After losing money all year, CEO Hector Ruiz was out and COO Dirk Meyer took over. Suddenly, the number two guy was large and in charge, acting like he was an outsider brought in to right the ship. He’s certainly been a lot feistier than the soft-spoken Ruiz ever was.
And he delivered. His first quarter at the helm was almost profitable. AMD shipped Shanghai, the successor to Barcelona, three months early and faster than expected. Next month will see a slew of new desktop products. AMD is also preparing to dump its fabrication plants as independent chip manufacturing companies, which should take a huge financial strain off the company.
The bright spots for AMD this year were its ATI graphics division, which soared past nVidia (NASDAQ: NVDA) for the first time in ages, and the launch of the Puma laptop platform, which will compete with Intel’s Centrino.
For its part, Intel continued to execute without a misstep, launching a fifth generation Centrino, a new six-core Xeon, and it shipped Core i7, a.k.a. Nehalem on time. Nehalem is an ambitious new design that radically changes the structure of Intel-based systems. There was a lot of room for error, but Intel got it out on time and testers are reporting tremendous performance gains.
Now if only people had the money to buy one.
Dude, you’re getting a second wind
Sometimes, letting the founder return to head the company he started is a recipe for failure.
And then there’s Michael Dell. When he stepped out of the CEO’s office, Dell was a $3 billion company. When he returned, it was a $60 billion company. It was also in serious trouble, having lost its way, failing to grab significant share outside the U.S., missing out on the retail channel and lacking a corporate reseller channel.
After bouncing Kevin Rollins as CEO, Michael turned the ship around, remarkably so. Dell has gone on an acquisitions streak, something it wasn’t known for doing. It went into retail, adopted a formal channel strategy that HP and IBM have had for years, and worked on international expansion.

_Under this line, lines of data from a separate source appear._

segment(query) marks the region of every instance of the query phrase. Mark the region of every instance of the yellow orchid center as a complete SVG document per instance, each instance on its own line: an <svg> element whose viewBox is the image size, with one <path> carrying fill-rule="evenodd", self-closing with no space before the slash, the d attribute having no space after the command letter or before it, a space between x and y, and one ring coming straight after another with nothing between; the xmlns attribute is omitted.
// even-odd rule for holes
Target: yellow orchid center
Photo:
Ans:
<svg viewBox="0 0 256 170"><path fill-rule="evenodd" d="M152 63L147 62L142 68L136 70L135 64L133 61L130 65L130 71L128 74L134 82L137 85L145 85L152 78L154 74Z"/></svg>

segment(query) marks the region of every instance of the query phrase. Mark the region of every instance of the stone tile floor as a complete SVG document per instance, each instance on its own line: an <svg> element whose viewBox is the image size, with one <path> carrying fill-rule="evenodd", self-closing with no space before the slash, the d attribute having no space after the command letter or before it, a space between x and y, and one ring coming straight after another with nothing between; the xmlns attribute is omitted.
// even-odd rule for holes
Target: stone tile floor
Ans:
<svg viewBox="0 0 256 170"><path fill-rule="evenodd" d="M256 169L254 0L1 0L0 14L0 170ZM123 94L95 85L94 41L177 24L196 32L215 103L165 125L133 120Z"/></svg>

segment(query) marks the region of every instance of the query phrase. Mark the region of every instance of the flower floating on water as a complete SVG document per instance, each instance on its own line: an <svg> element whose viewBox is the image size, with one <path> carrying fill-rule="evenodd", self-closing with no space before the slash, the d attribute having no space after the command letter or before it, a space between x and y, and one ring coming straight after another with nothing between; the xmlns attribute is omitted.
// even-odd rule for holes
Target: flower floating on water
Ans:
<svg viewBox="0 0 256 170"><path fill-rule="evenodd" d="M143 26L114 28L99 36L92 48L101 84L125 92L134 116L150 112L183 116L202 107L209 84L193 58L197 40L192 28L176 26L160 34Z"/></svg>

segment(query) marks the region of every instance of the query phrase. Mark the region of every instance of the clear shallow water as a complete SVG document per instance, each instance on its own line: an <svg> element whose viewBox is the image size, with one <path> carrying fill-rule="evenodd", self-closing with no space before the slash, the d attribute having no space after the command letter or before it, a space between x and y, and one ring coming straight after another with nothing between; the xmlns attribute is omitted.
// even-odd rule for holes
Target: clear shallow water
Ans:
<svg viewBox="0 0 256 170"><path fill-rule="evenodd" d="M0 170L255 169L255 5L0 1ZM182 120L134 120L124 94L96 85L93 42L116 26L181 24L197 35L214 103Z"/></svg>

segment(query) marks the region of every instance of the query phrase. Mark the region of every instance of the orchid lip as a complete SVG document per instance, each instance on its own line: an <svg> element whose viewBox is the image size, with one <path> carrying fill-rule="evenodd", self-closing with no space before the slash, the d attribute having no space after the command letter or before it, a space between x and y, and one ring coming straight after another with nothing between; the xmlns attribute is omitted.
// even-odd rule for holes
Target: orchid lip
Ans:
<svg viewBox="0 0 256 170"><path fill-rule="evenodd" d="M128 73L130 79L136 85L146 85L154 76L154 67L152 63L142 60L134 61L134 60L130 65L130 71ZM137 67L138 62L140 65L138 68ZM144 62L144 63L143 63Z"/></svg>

Dell is now profitable and showing the best growth rate of the top tier hardware vendors. The company is making headway in its bread and butter, datacenters. It has a new storage business, and is even getting into supercomputing. In the end, his second term as CEO may prove more notable than his first.
Building an Apple future
Apple has always been strong in education. This infamous picture, taken in a class at the Missouri School of Journalism, speaks for itself. Apple is gaining with younger people at an incredible rate on campuses, thanks to Apple’s (NASDAQ: AAPL) vibe as a trendy, hip vendor. Go to any gym and you’ll see the distinctive white wires of an iPod sticking out of everyone’s ears.
Every quarter, Apple discusses the enormous success of its chain of stores (over 247 worldwide now), and one of the stats that CFO Peter Oppenheimer cites is that half of all Macs sold at the store is to new computer owners. That is, people who have never had a computer before.
The most recent report by network traffic analyzer Net Applications found that Windows stayed static in 2008, but Mac OS grew. From January to November 2008, Windows XP/Vista held a combined 86 percent of users tracked by Net Applications, but Mac OS X grew from 7.57 percent to 8.87 percent. In January 2007, it was 6.40.
What this seems to say is Microsoft isn’t growing the market, Apple is. Apple is causing the population of computer owners to expand, which is rather remarkable as Apple computers are not cheap. They are notoriously expensive, and this was reflected in traffic by nation.
While the overall Mac figures were 8.87 percent worldwide, 10.67 of U.S. traffic was Mac, 10.65 percent was from Japan, 16.56 percent came from Switzerland is, 18 percent from Iceland Monaco, playground of the rich, was 20 percent Macintosh. With the economy in freefall, it remains to be seen if Apple can sustain those numbers.
Somehow, though, we’re reluctant to underestimate Steve Jobs.